Microsoft Managed Desktop: the Experts driving value
Published Mar 29 2022 01:35 PM 6,028 Views
Microsoft

As a new leader on the product team for Microsoft Managed Desktop, I've been talking to our software engineers about the service, and invariably we end up discussing hybrid work. For everyone that is looking forward to spending time back in the office, there's another one who has flourished working remotely. The way we work is changing – and for IT admins, we want to change the work to be done.

I sat down with my colleagues from the Microsoft Managed Desktop team, Josh Pointer, General Manager of Engineering, and Beverley Ashton, Director-lead of the Customer Acceleration Team to get their takes on the state of work today, and the way our service fits into this new landscape.

Lior Bela: I'm curious how you think about the service from our customers' viewpoint.

Josh Pointer: What I hear a lot is that the workplace experience today is the endpoint. I've had people on my team for over a year that I've never met in person. It's tough. But one thing that we think really helps is working hard to deliver a good experience. Giving end users the tools they need to do a good job – and providing the user with service that makes doing that job seamless – that's culture, that's experience, and that's what we're doing with Microsoft Managed Desktop.

Beverley: The best thing I heard was a customer who said they call it "Microsoft Magic Desktop."

And that's from an IT service pro. Of course that's a great soundbite, but we wanted to get to the "why" – I have an idea, we are proud of the way the service works – but hearing that the pain of enterprise endpoint management – maintaining a "golden' image, gearing up for patch Tuesdays, pulling all-nighters during "zero day" events – was eased, relieved, erased – that means a lot.

Josh: The software isn't getting smaller – it evolves to offer new features and meet new needs, like hybrid work. The customer estate isn't getting smaller – or simpler –mergers and acquisitions mean combining systems, combining philosophies. Some enterprises have had to have a "make do" approach with limited resources – all of these point to increasing complexity. And it's not a race with a start and an end. It's the way of the world.

So there's a "clean start" kind of feeling with Managed Desktop. The idea was consolidating identity and management and security and taking that off the customer's plate would have long-term value. And then letting us manage that complexity – letting Microsoft manage Microsoft products – it has a lot of appeal.

Beverley: That clean start approach showed up for a customer where we had existing hardware that we flashed from their own 'Golden image' to Microsoft Managed Desktop and users said they could feel the difference – same computer, but a better experience.

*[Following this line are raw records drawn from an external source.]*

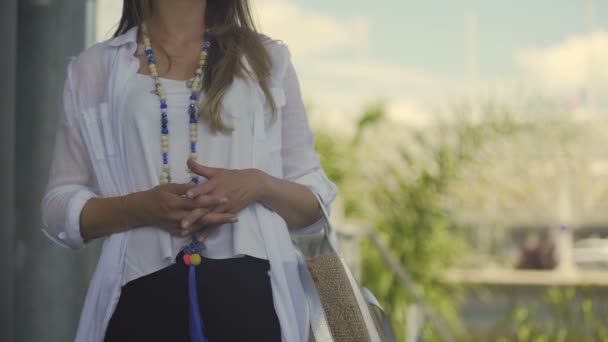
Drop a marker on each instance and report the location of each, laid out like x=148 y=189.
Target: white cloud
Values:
x=311 y=33
x=574 y=63
x=331 y=56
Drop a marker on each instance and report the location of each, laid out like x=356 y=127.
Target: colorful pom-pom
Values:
x=195 y=259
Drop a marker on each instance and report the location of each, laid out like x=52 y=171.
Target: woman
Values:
x=186 y=127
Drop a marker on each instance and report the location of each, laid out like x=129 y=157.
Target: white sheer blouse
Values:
x=105 y=147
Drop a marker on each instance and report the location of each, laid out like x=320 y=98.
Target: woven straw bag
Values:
x=340 y=310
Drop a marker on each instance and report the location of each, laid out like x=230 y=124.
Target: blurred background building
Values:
x=469 y=135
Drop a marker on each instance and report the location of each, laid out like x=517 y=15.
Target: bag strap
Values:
x=361 y=300
x=327 y=227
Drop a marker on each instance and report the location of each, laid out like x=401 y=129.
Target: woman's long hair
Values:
x=233 y=35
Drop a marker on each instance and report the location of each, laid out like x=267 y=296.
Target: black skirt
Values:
x=235 y=298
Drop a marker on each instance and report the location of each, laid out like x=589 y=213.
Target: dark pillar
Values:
x=50 y=281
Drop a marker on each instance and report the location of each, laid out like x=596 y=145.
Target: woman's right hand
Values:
x=166 y=206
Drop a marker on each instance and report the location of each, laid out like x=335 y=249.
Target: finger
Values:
x=179 y=189
x=223 y=208
x=208 y=201
x=201 y=189
x=193 y=217
x=217 y=219
x=182 y=203
x=202 y=170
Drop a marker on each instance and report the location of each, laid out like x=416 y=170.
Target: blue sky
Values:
x=414 y=55
x=431 y=34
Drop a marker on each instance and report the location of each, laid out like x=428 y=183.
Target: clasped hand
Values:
x=185 y=209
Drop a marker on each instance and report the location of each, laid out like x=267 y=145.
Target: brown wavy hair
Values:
x=233 y=34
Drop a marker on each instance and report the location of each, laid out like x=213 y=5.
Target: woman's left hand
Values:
x=238 y=188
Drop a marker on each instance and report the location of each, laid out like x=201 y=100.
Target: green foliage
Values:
x=397 y=180
x=560 y=315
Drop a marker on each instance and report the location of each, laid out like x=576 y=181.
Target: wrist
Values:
x=131 y=215
x=265 y=185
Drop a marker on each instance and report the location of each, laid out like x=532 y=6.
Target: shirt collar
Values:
x=126 y=38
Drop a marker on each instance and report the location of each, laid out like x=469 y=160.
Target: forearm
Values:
x=106 y=216
x=294 y=202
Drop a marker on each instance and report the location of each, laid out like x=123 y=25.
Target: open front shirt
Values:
x=89 y=161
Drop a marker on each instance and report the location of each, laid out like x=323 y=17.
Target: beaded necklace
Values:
x=195 y=86
x=192 y=251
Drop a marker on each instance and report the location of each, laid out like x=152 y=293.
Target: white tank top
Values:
x=150 y=249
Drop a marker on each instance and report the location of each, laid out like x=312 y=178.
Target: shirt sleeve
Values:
x=300 y=161
x=71 y=183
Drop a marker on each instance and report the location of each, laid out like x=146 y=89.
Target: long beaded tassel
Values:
x=192 y=252
x=192 y=259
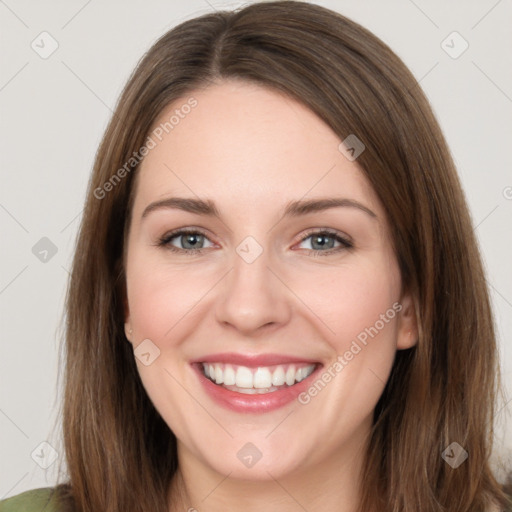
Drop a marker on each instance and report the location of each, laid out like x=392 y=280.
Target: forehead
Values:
x=245 y=144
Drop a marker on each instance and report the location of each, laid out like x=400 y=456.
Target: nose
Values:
x=253 y=298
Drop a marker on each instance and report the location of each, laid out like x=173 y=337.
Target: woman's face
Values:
x=295 y=308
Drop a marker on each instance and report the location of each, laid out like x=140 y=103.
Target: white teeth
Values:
x=229 y=376
x=290 y=375
x=219 y=377
x=262 y=378
x=243 y=377
x=278 y=377
x=256 y=380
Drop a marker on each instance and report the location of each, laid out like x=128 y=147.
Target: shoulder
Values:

Lior: I'm calling that the "inspiring experience."

Josh: a lot of it is just un-breaking the experience – but yeah, that's my point – if you have the ability to give someone a lighter machine - if you can make it boot faster instead of telling them to turn it on and go get a coffee – that's the experience I have on my cell phone, on my tablet…that's the experience we want to deliver, that customers want for their people

Beverley: When younger employees are interviewing for positions, that's the experience they expect. Customers don't want to lose talent because of their tech. But it's hard to do well while also working on the business challenges, and security, and all the routine maintenance of large estates.

Lior: We'll have to come back to some of these topics I feel there's a lot here, but let's keep it a blog and not a book – thank you both for your time.